Three Palestinians injured in West Bank settler attack
Three Palestinians have been injured in a settler attack near the village of Beit Imrin, northwest of Nablus in the occupied West Bank, Wafa news agency reported. The settlers assaulted them, damaged the vehicles and detained them before releasing them later, the report added.
A wave of assaults and arrests
Despite the settler attacks, it is Palestinians who have largely found themselves arrested by Israeli forces.
On Saturday night, settlers raided al-Fandaqumiya, south of Jenin, setting fire to homes and vehicles before moving to the neighbouring village of Silat al-Dhaher, where at least two more homes were torched and six residents injured. According to local Palestinian networks, Israeli forces did not intervene to stop the attackers or prevent them from moving between villages.
Palestinian activists also reported that, in Jiljiliya, northeast of Ramallah, on March 17, settlers raided the home of Yousef Muzahim, and then called the Israeli army to arrest him and his two sons, aged 12 and 14.
Similar incidents were reported in Salfit governorate and the South Hebron Hills.
Land seizures and demolitions
Amid a longstanding campaign to seize Palestinian land throughout the occupied West Bank, the past week has seen a continuation of Israeli land seizure and agricultural destruction in the territory.
Israeli bulldozers were filmed uprooting olive trees across multiple days in Nilin along the separation wall, while in Nablus governorate’s Huwara, more than 100 dunams (0.1 square kilometres) containing more than 1,500 olive trees were bulldozed. In the southern West Bank’s Masafer Yatta, settlers destroyed more than 130 olive trees in Khirbet Mughayir al-Abeed by reportedly releasing livestock into cultivated land for them to feed on.
And on March 16, Israeli authorities issued military orders to seize 268 dunams (0.268 square kilometres) “for military purposes” belonging to families in Tubas and Tammun, in the northeast West Bank, followed two days later by soldiers arriving at Tammun with an excavator to begin preparation work for a new road. The orders came days after the March 15 killing of four members of a Palestinian family, including two children, travelling by car in Tammun, by Israeli forces.

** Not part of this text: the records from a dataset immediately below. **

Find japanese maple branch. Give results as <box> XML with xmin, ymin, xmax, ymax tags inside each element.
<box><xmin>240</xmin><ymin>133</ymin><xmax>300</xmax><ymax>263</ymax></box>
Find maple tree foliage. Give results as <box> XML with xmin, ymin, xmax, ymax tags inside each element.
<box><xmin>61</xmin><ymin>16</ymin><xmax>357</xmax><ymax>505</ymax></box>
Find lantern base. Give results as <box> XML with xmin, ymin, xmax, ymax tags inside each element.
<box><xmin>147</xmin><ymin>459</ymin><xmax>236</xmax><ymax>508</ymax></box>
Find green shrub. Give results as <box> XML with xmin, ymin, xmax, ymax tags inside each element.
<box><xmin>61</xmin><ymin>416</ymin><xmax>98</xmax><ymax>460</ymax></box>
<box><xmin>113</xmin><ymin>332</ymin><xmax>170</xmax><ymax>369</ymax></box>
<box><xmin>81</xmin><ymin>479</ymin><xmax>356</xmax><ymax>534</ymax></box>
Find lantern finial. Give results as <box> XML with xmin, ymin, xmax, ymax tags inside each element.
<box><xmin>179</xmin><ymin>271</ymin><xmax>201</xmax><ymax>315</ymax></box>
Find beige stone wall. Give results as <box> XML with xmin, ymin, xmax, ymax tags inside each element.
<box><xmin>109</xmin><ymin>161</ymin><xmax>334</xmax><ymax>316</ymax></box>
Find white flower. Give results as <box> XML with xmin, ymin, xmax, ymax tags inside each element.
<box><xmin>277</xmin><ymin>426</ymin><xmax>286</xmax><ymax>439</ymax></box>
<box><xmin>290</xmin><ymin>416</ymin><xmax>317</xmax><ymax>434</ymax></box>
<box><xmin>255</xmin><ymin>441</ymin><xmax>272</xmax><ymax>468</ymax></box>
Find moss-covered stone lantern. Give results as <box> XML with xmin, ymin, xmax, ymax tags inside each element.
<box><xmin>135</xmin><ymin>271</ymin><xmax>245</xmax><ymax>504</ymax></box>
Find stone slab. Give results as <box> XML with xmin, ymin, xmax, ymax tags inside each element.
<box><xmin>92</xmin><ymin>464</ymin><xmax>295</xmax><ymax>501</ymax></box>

In the Jordan Valley’s Fasayel al-Wusta, Israeli forces demolished the last remaining home in the community, after other families had been forcibly displaced months earlier by settler violence – despite the Israeli High Court reportedly having approved an agreement permitting the family to stay. Another demolition by the Israeli Civil Administration was photographed taking place on Monday in Khirbet al-Marajim, southwest of Duma, in the Nablus governorate.
Roads blocked, communities isolated
Since March 17, settlers have been massing nightly at more than 10 road junctions – from Zaatara and Yitzhar to Homesh and as-Sawiya – attacking Palestinian vehicles. On Sunday, Route 60 from Sinjil to Homesh was closed entirely for the Beit Imrin settler’s funeral procession, with all Palestinian entrances shut and movement restricted to ambulances with prior coordination.
Intensifying movement restrictions put in place by authorities since the start of the Iran war, settlers additionally closed the entrances of many other Palestinian communities, according to reports from local Palestinians.
The settler road blockades had begun after settlers declared that “a red line has been crossed in the persecution of the pioneer settlement”, in response to Israeli military actions dismantling a small number of illegal outposts – grievances that spilled into stone-throwing attacks on Palestinian vehicles at nightly junction gatherings.
According to Israeli human rights organisation B’Tselem, since the war on Iran began on February 28, at least 14 Palestinians have been killed in the West Bank, including two minors – eight by the military, six by armed settlers – a rate with little recent precedent.